An In Vitro Technique to Differentiate GM-CSF Producing T Helper Cells from Naïve T Cells
내레이션 대본
Granulocyte-macrophage colony-stimulating factor, GM-CSF is secreted by GM-CSF-producing T helper or THGM cells. These cells show a low expression of other T helper cell-specific cytokines.
To begin in vitro differentiation of THGM cells, take a T helper cell suspension — isolated from the mouse spleen — containing antigen-activated mature cells and undifferentiated naïve cells.
Add fluorescently-labeled antibodies targeting characteristic surface markers of the naïve and mature cells. Perform fluorescence-activated cell sorting to isolate the naïve T cells.
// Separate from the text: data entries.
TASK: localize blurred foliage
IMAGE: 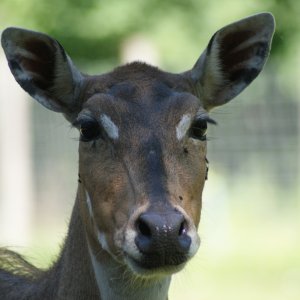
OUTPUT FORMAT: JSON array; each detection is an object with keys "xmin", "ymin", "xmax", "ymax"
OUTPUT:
[{"xmin": 0, "ymin": 0, "xmax": 300, "ymax": 71}]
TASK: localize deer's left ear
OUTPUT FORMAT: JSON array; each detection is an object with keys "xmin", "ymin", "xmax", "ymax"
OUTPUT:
[
  {"xmin": 1, "ymin": 28, "xmax": 84, "ymax": 120},
  {"xmin": 185, "ymin": 13, "xmax": 275, "ymax": 110}
]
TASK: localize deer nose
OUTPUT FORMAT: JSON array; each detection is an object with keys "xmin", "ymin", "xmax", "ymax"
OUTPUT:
[{"xmin": 135, "ymin": 210, "xmax": 191, "ymax": 258}]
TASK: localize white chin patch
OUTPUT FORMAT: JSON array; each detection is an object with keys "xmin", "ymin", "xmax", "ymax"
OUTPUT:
[
  {"xmin": 97, "ymin": 231, "xmax": 109, "ymax": 252},
  {"xmin": 85, "ymin": 191, "xmax": 93, "ymax": 219},
  {"xmin": 176, "ymin": 114, "xmax": 192, "ymax": 141},
  {"xmin": 100, "ymin": 114, "xmax": 119, "ymax": 140}
]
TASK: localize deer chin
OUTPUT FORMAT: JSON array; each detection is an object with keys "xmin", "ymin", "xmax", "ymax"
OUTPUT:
[
  {"xmin": 122, "ymin": 225, "xmax": 200, "ymax": 278},
  {"xmin": 125, "ymin": 253, "xmax": 188, "ymax": 279}
]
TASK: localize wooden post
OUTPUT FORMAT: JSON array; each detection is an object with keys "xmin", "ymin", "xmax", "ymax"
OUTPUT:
[{"xmin": 0, "ymin": 53, "xmax": 33, "ymax": 246}]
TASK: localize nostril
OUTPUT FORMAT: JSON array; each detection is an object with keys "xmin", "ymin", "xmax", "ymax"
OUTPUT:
[
  {"xmin": 137, "ymin": 219, "xmax": 152, "ymax": 238},
  {"xmin": 178, "ymin": 221, "xmax": 187, "ymax": 236}
]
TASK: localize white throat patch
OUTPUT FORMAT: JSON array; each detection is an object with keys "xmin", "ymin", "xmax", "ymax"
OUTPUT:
[
  {"xmin": 100, "ymin": 114, "xmax": 119, "ymax": 140},
  {"xmin": 176, "ymin": 114, "xmax": 192, "ymax": 141}
]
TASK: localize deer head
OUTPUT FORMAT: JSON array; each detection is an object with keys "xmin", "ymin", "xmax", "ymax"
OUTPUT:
[{"xmin": 2, "ymin": 13, "xmax": 274, "ymax": 284}]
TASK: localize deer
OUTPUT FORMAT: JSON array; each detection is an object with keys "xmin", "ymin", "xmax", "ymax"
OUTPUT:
[{"xmin": 0, "ymin": 12, "xmax": 275, "ymax": 300}]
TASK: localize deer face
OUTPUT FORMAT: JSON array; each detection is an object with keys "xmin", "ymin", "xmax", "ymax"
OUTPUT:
[
  {"xmin": 2, "ymin": 14, "xmax": 274, "ymax": 276},
  {"xmin": 75, "ymin": 64, "xmax": 208, "ymax": 274}
]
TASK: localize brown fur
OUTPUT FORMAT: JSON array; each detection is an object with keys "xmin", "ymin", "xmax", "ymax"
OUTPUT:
[{"xmin": 0, "ymin": 14, "xmax": 274, "ymax": 300}]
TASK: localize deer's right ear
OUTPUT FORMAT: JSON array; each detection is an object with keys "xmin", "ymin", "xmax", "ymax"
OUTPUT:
[{"xmin": 1, "ymin": 28, "xmax": 84, "ymax": 120}]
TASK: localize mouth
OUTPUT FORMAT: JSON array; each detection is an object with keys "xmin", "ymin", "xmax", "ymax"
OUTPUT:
[{"xmin": 125, "ymin": 253, "xmax": 187, "ymax": 278}]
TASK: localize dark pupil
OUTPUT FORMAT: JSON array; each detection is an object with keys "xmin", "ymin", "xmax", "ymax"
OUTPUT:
[
  {"xmin": 80, "ymin": 121, "xmax": 100, "ymax": 142},
  {"xmin": 190, "ymin": 120, "xmax": 207, "ymax": 140}
]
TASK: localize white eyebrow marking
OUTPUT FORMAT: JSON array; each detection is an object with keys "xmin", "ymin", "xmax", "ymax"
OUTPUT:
[
  {"xmin": 100, "ymin": 114, "xmax": 119, "ymax": 140},
  {"xmin": 176, "ymin": 114, "xmax": 192, "ymax": 141}
]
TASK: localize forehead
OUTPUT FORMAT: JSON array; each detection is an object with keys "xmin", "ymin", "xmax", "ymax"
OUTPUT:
[{"xmin": 84, "ymin": 63, "xmax": 201, "ymax": 125}]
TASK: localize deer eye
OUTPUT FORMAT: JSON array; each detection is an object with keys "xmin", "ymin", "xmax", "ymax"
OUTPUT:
[
  {"xmin": 189, "ymin": 119, "xmax": 207, "ymax": 141},
  {"xmin": 79, "ymin": 120, "xmax": 102, "ymax": 142}
]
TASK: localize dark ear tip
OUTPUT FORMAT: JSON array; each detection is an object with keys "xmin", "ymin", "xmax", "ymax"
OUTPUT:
[
  {"xmin": 252, "ymin": 12, "xmax": 275, "ymax": 30},
  {"xmin": 1, "ymin": 27, "xmax": 22, "ymax": 50}
]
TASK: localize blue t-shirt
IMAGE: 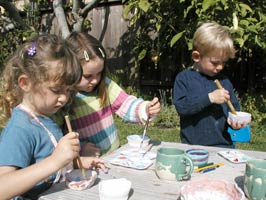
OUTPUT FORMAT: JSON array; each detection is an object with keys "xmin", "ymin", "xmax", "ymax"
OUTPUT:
[
  {"xmin": 0, "ymin": 107, "xmax": 62, "ymax": 199},
  {"xmin": 173, "ymin": 69, "xmax": 240, "ymax": 147}
]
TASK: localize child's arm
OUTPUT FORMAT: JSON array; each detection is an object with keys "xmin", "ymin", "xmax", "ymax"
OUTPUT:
[{"xmin": 0, "ymin": 133, "xmax": 80, "ymax": 199}]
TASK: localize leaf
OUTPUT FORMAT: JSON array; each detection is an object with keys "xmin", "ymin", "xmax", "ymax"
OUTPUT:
[
  {"xmin": 138, "ymin": 49, "xmax": 147, "ymax": 60},
  {"xmin": 239, "ymin": 3, "xmax": 253, "ymax": 13},
  {"xmin": 202, "ymin": 0, "xmax": 216, "ymax": 11},
  {"xmin": 139, "ymin": 0, "xmax": 151, "ymax": 12},
  {"xmin": 170, "ymin": 31, "xmax": 185, "ymax": 47}
]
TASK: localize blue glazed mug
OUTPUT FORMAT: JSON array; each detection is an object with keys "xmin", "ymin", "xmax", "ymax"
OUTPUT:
[
  {"xmin": 244, "ymin": 159, "xmax": 266, "ymax": 200},
  {"xmin": 155, "ymin": 147, "xmax": 194, "ymax": 181}
]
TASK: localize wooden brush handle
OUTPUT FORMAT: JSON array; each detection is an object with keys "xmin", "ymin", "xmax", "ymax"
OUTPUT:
[{"xmin": 214, "ymin": 79, "xmax": 236, "ymax": 115}]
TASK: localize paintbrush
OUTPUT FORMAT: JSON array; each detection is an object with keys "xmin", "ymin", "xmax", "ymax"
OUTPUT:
[
  {"xmin": 214, "ymin": 79, "xmax": 236, "ymax": 115},
  {"xmin": 139, "ymin": 115, "xmax": 150, "ymax": 150},
  {"xmin": 65, "ymin": 115, "xmax": 86, "ymax": 178}
]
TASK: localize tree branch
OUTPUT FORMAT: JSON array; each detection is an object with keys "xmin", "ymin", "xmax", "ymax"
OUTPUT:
[
  {"xmin": 0, "ymin": 0, "xmax": 30, "ymax": 30},
  {"xmin": 53, "ymin": 0, "xmax": 70, "ymax": 38}
]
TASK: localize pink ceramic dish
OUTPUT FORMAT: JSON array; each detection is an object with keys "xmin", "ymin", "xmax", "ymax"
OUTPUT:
[
  {"xmin": 66, "ymin": 169, "xmax": 97, "ymax": 190},
  {"xmin": 179, "ymin": 178, "xmax": 246, "ymax": 200}
]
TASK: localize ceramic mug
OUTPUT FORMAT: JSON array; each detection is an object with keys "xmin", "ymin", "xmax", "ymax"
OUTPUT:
[
  {"xmin": 155, "ymin": 147, "xmax": 194, "ymax": 181},
  {"xmin": 244, "ymin": 159, "xmax": 266, "ymax": 200}
]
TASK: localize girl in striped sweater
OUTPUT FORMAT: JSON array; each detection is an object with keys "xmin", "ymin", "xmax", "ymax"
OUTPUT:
[{"xmin": 53, "ymin": 32, "xmax": 160, "ymax": 156}]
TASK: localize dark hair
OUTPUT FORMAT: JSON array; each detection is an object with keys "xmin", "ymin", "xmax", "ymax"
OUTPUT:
[
  {"xmin": 0, "ymin": 34, "xmax": 82, "ymax": 126},
  {"xmin": 67, "ymin": 32, "xmax": 108, "ymax": 106}
]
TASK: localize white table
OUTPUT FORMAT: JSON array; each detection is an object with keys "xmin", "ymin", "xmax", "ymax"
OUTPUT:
[{"xmin": 39, "ymin": 142, "xmax": 266, "ymax": 200}]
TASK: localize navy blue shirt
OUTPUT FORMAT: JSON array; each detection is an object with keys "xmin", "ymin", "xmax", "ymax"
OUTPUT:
[{"xmin": 173, "ymin": 69, "xmax": 240, "ymax": 147}]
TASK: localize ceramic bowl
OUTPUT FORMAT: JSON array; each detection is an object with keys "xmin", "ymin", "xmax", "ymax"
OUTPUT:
[
  {"xmin": 66, "ymin": 169, "xmax": 97, "ymax": 190},
  {"xmin": 185, "ymin": 149, "xmax": 209, "ymax": 166},
  {"xmin": 127, "ymin": 135, "xmax": 150, "ymax": 148},
  {"xmin": 99, "ymin": 178, "xmax": 131, "ymax": 200},
  {"xmin": 228, "ymin": 112, "xmax": 251, "ymax": 123},
  {"xmin": 179, "ymin": 178, "xmax": 246, "ymax": 200}
]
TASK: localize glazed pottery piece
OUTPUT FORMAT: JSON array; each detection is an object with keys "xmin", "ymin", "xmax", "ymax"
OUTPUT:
[
  {"xmin": 155, "ymin": 147, "xmax": 194, "ymax": 181},
  {"xmin": 244, "ymin": 159, "xmax": 266, "ymax": 200}
]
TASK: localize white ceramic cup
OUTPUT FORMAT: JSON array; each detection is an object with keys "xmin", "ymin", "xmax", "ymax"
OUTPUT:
[{"xmin": 99, "ymin": 178, "xmax": 131, "ymax": 200}]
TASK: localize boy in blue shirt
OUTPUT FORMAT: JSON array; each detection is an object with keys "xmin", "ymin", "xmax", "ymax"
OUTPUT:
[{"xmin": 173, "ymin": 22, "xmax": 246, "ymax": 148}]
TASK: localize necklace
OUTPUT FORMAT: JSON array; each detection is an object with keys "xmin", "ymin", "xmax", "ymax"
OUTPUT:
[{"xmin": 18, "ymin": 104, "xmax": 62, "ymax": 183}]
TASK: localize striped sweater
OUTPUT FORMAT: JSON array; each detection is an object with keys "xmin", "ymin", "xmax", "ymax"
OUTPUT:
[{"xmin": 55, "ymin": 78, "xmax": 147, "ymax": 154}]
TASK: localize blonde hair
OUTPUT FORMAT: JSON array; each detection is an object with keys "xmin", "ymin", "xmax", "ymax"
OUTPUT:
[
  {"xmin": 0, "ymin": 34, "xmax": 82, "ymax": 126},
  {"xmin": 193, "ymin": 22, "xmax": 235, "ymax": 58},
  {"xmin": 67, "ymin": 32, "xmax": 109, "ymax": 107}
]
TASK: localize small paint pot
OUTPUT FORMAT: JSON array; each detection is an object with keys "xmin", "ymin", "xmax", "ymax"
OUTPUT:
[{"xmin": 185, "ymin": 149, "xmax": 209, "ymax": 166}]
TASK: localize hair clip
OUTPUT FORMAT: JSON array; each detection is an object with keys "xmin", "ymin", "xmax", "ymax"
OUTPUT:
[
  {"xmin": 98, "ymin": 47, "xmax": 105, "ymax": 58},
  {"xmin": 83, "ymin": 50, "xmax": 90, "ymax": 61},
  {"xmin": 27, "ymin": 42, "xmax": 36, "ymax": 56}
]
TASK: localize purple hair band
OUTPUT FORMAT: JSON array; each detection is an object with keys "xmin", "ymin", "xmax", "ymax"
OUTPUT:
[{"xmin": 27, "ymin": 42, "xmax": 36, "ymax": 56}]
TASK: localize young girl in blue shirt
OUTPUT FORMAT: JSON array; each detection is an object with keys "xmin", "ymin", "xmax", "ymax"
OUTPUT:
[{"xmin": 0, "ymin": 35, "xmax": 104, "ymax": 199}]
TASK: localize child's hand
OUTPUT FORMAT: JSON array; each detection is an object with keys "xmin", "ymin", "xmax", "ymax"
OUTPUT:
[
  {"xmin": 81, "ymin": 142, "xmax": 101, "ymax": 157},
  {"xmin": 81, "ymin": 157, "xmax": 108, "ymax": 172},
  {"xmin": 52, "ymin": 132, "xmax": 80, "ymax": 169},
  {"xmin": 227, "ymin": 118, "xmax": 247, "ymax": 129},
  {"xmin": 208, "ymin": 88, "xmax": 230, "ymax": 104},
  {"xmin": 147, "ymin": 97, "xmax": 161, "ymax": 117}
]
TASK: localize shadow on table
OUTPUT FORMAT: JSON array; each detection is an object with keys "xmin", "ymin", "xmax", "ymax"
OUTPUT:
[{"xmin": 235, "ymin": 176, "xmax": 244, "ymax": 192}]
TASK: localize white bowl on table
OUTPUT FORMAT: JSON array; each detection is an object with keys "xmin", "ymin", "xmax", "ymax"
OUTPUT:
[
  {"xmin": 127, "ymin": 134, "xmax": 150, "ymax": 148},
  {"xmin": 99, "ymin": 178, "xmax": 131, "ymax": 200},
  {"xmin": 228, "ymin": 111, "xmax": 251, "ymax": 124}
]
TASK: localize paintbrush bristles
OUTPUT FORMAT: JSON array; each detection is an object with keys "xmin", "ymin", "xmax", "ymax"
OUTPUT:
[{"xmin": 65, "ymin": 115, "xmax": 86, "ymax": 178}]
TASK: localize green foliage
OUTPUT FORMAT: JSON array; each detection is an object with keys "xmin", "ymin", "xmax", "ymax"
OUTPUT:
[
  {"xmin": 123, "ymin": 0, "xmax": 266, "ymax": 72},
  {"xmin": 115, "ymin": 86, "xmax": 266, "ymax": 151}
]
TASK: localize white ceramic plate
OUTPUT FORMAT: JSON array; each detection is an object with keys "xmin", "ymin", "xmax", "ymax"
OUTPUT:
[{"xmin": 179, "ymin": 178, "xmax": 246, "ymax": 200}]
Plate the cells in a well coated with antibodies that bind to the T cell receptor complex. Add an antibody that binds to the co-stimulatory receptor. The synergistic binding activates the cells.
Add interleukin 7 — a cytokine — inducing differentiation into THGM cells and GM-CSF production. Add phorbol myristate acetate, PMA — a pro-inflammatory compound, ionomycin — a calcium ionophore, and a protein transport inhibitor.
PMA enters the cell and activates a protein kinase. The membrane-permeable ionomycin translocates the calcium ions inside the cell — raising the intracellular calcium concentration.
The protein kinase activation and a high calcium level initiate signals that restimulate the THGM cells — resulting in higher GM-CSF production. The protein transport inhibitor blocks GM-CSF secretion, aiding intracellular detection.
Perform immunofluorescence staining, detecting intracellular cytokines, and analyze the cells using flow cytometry. A majority of cells showing high GM-CSF levels but a low expression of other cytokines indicate successful differentiation into THGM cells.